"As dawn broke, I was on deck with the rest, the excitement of the occasion, or something else, having put new life into me, and I cared nothing for the sheets of spray and foam that, flying over the rails, drenched us all to the skin every minute.
"Before us, half a mile distant, was a low, white coast, covered with sand hills, and a few cocoa palms, their long, slender leaves thrashing about in the wind like a lot of enormous feather dusters.
"The sea about us was churned into a mass of foam as the incoming waves were broken in pieces on the coral reefs, whose sharp, jagged tops of honeycomb rock rose here and there above the surface like the brown teeth of some marine monster.
"Between the coral reefs and the shore there was a stretch of smoother water, in marked contrast with the tumbling sea outside.
"It was a perfect caldron of foaming water close about us, in which no boat could live a second, and so we waited as patiently as we could for the going down of the adjacent sea.
"Half an hour thereafter, to our great relief, we beheld a stanch little schooner rounding a point well inside the reefs, and making for us; and as she drew nearer we saw that her decks were full of men, white and black, clad in such a variety of costumes, with such diversity of loud colors, as at once suggested a piratical band of the seventeenth century.
"But appearances were deceptive, for instead of freebooters bent on plunder, the strangers were good Samaritans coming to our rescue—a lot of Bahamian wreckers—men ever ready to save life and property for a consideration.
"The captain of the little craft, which rejoiced in the highly appropriate name of the Fearless, a sturdy, square-built man of fifty, with light hair and bluish eyes, and a salty air about him, balancing himself with the skill of an acrobat on the port rail, and making a trumpet of his hands, began a shouting conversation with us, in which he informed us that he wouldn't give a penny for our lives if we weren't ashore mighty soon, as the wind, backing to the northwest, would blow great guns again in a few hours, when our brig would probably go to pieces.
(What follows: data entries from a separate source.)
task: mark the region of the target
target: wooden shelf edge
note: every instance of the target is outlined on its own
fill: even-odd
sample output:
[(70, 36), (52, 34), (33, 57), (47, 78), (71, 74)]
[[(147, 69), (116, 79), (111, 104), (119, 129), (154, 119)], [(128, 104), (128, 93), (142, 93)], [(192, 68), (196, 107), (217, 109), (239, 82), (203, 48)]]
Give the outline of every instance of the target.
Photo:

"As the result of this confab, the wreckers began to make preparations to get us off the brig, which they accomplished in a skillful and courageous manner, running a line from the Fearless to our vessel, over which we were hauled in turn, though we were sorely battered and drenched by the angry sea that leaped up furiously, as if loath to lose its prey.
"It was well they worked so rapidly, for we were scarcely ashore, and the schooner anchored behind a point, when the storm began to rage again with great fury, burying the old brig in mountains of foaming water.